Functionally Essential and Structurally Diverse: Insights into the zebrafish Left-Right Organizer's Cilia via Optogenetic IFT88 Perturbation and Volume Electron Microscopy.

In the zebrafish left-right organizer (LRO), the Kupffer's Vesicle (KV), cilia extend from all cells into the fluid-filled lumen, but their structural diversity and contribution to morphogenesis remain incompletely defined. We hypothesized that cilia are required for KV development and may exist in distinct structural subtypes.
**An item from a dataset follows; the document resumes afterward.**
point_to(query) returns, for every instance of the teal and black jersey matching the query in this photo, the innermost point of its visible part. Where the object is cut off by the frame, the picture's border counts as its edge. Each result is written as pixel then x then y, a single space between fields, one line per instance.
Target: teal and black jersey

Using a newly engineered transgenic line ( ), we optogenetically disrupted the intraflagellar transport protein IFT88 in KV progenitors via blue light-induced clustering of CIB1-RFP-IFT88. This perturbation impaired ciliogenesis and disrupted lumen formation, supporting a critical role for cilia in KV morphogenesis. To assess ciliary architecture, we used volume electron microscopy (vEM) to generate a high-resolution 3D ultrastructural map of mature KVs. Only 70.1% of cilia retained both mother and daughter centrioles, suggesting centriole elimination may occur in this tissue. Among centrioles present, 33.9% had distal appendages, 91.8% had subdistal appendages, and only 5.08% exhibited rootlet fibers. Cilia were also associated with membrane-bound vesicles, including spatially biased ciliary-associated vesicles (CaVs) and dense vesicles (CaDVs). These findings demonstrate that KV cilia are structurally diverse and spatially patterned, revealing a previously unappreciated level of complexity in LRO organization and providing new insight into how ciliary specialization may contribute to left-right axis specification.